Hubble Uzay Teleskobu

Teleskop temelde bir zaman makinesidir. Çünkü gözünüz bir zaman makinesidir. Size bir ışık gönderdiklerinde, objeleri oldukları gibi görebilirsiniz.

Işığın buradan Ay’a gidip gelmesi 2.5 sn sürer. Güneş’i olduğu durumdan 500 sn sonra görürsünüz. Teleskopla milyarlarca ışık yılı ötesini görebilirsiniz. Ve zamanda milyarlarca yıl geriye gidebilirsiniz.
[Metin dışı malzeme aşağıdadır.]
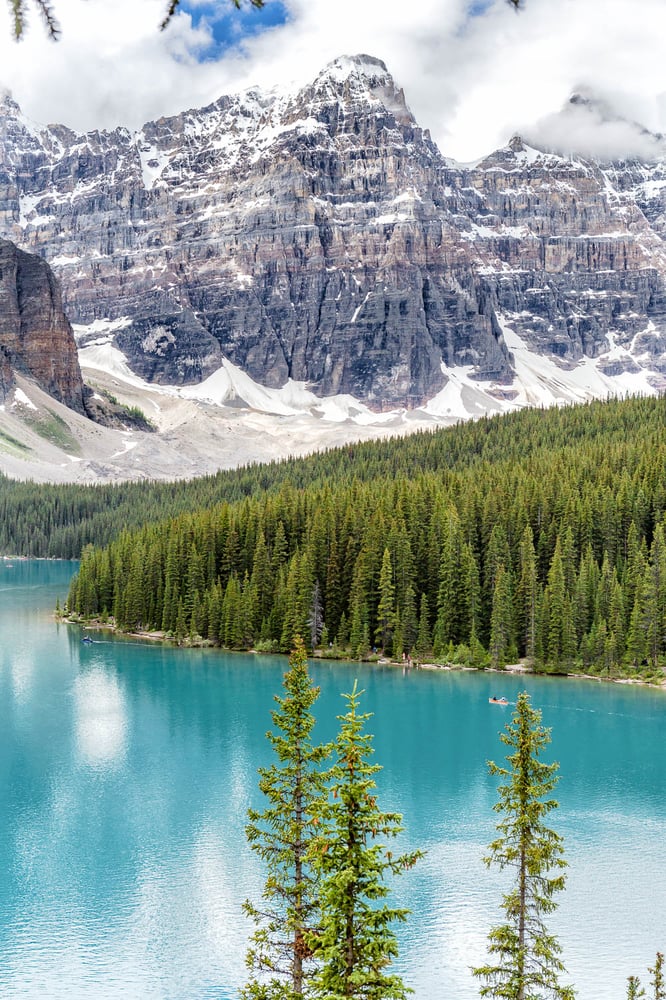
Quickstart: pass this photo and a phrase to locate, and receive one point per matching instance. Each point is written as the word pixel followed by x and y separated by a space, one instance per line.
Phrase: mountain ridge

Eskilerin yanıldığını, kilisenin yanıldığını, Kopernik’in haklı olduğunu teleskop sayesinde anladı.

1600’lerde Galileo; bir gün içerisinde yaptığı teleskop ile gözlemleri sırasında çok enteresan ve devrim niteliğinde bir şeye ulaştı. Jüpiter’i gözlemleyen Galileo; çevresinde 4 ışık gördü. Bunların yıldız olduğunu varsayan Galileo, ertesi günü yine o noktayı inceledi!

jüpiter teleskop

Ama nasıl olurdu? 3 tane olmuşlardı ve yer değiştirmişlerdi! Her gece yeniden gözlemledi, sürekli yer değiştiriyorlardı.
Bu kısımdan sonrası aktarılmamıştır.